Clark was raised in the old Labour party. The unions’ card votes decided crucial matters at the conference. In the caucus the leader’s majority ruled.
It was a ruthlessly hierarchical organisation, like the classic company.
But smarter modern companies have understood that assembly-line conformity and top-down discipline of workers as ciphers are suboptimal in a world increasingly demanding tailored goods and services.
So it should not have come as the surprise it did to traditional politicians — majority-seeking Clark among them — that post-1980s Parliaments and policy and service development require similar flexibility. The electorate’s multi-choice decision on July 27 has now driven that message home.
Voters moved the preference marker slightly to the right but broke up the right. The instruction to Clark was to push on with left-led centrist policies but pay careful attention to some of the messages from the right.
Clark can safely ignore — in political, if not in economic, terms — the messages on the economy from ACT and the National right. Security is back in vogue: security of income, security of access to public services such as education and health and security for old age: all easy fits with the Labour mantra.
But another set of security messages was embedded in July 27: security of society and culture.
New Zealand First’s vote was borne along on fears that the Treaty of Waitangi and immigration are eroding a once homogeneous social structure and culture. The core of at least part of United Future’s vote was security of the family as the basic building block of a stable society.
A large segment of the electorate has called for limits to ethnic and familial difference — too large a segment for a Prime Minister wanting a long tenure to dismiss on the numbers. Difference can fragment as well as enhance.
If she ignores this message now, there may come a time, perhaps after the next election, when she must deal with the New Zealand First version of it.
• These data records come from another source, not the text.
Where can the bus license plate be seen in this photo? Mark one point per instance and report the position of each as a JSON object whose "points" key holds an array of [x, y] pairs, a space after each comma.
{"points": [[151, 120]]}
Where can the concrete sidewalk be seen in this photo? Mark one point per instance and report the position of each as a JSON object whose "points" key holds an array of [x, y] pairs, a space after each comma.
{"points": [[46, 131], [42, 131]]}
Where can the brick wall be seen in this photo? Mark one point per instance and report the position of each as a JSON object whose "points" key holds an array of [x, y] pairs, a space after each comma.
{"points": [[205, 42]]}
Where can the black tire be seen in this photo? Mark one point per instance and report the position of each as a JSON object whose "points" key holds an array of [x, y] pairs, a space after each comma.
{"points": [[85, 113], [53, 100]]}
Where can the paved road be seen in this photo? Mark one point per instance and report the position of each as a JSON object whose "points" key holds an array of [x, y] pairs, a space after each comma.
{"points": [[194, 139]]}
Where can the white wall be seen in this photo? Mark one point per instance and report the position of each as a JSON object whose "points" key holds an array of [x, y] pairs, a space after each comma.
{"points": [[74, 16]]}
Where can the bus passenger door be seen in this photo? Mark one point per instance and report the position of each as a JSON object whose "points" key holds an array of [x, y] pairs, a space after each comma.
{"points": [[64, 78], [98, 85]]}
That is not because it will be a majority view but because in post-assembly-line democracies 50%-plus-one is not sufficient as it was when Clark was young. That is the other big message in the election: time is up for the old-Labour numbers game.
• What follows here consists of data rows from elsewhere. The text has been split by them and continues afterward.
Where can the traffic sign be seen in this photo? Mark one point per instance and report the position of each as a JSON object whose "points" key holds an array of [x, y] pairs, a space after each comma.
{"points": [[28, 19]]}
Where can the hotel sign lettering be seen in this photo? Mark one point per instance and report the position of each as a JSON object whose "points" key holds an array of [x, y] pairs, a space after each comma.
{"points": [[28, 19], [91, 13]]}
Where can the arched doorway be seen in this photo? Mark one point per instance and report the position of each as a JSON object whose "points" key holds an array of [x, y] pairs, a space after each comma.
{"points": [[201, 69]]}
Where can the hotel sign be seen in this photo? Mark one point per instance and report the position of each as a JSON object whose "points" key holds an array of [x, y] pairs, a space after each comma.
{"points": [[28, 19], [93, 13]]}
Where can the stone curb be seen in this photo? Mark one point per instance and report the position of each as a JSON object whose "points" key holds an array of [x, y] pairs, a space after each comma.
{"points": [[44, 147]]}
Yet watch a Clark election campaign. Strategy and management are highly centralised, tightly held by an inner group working to her dictates.
Look at her new executive: most of her MPs are locked into executive conformity in a web of interlocking responsibilities.
See how she dealt with the Alliance. She left it to Jim Anderton, who whistled his dissidents in behind, old-Labour style. They were an admittedly difficult lot, oppositionist by nature, but he didn’t make it easy for them to convert to the incremental politics he had in mind.
Anderton “won” but lost his party and, in effect, at 1.7%, his place in the grand political scheme. The history of the left is littered with such “wins”.
United Future will need much higher quality wins. Clark turning to the Greens for a bare majority when United Future objects won’t do. Nor will Clark flicking the Greens when they are a nuisance.
Which brings us back to Turia, servant of the whanau.
Turia showed what that can mean by interfering with prison practice. Now she is Community and Voluntary Sector Minister, in charge of lots of lolly for small groups.
Former minister Steve Maharey is aware of the cultural risk and will keep an eye on her; another eye will be kept by their shared parliamentary private secretary, the energetic Tim Barnett, who in the first term did much of Maharey’s donkey work.
Yet Turia is a vital link with Maori. New Zealand First is again positioned second in the Maori electorates, with ambition.
The lesson for Clark is to become a modern manager: listen hard and widely and painstakingly assemble consensus even when she has the numbers and hierarchical authority. Crunching numbers as the great Peter Fraser could do in the 1940s will turn her diverse company fractious and shorten her tenure.
It’s time for new tricks in the parliamentary circus. Clark was a fast learner in her first term. Can she repeat the exercise?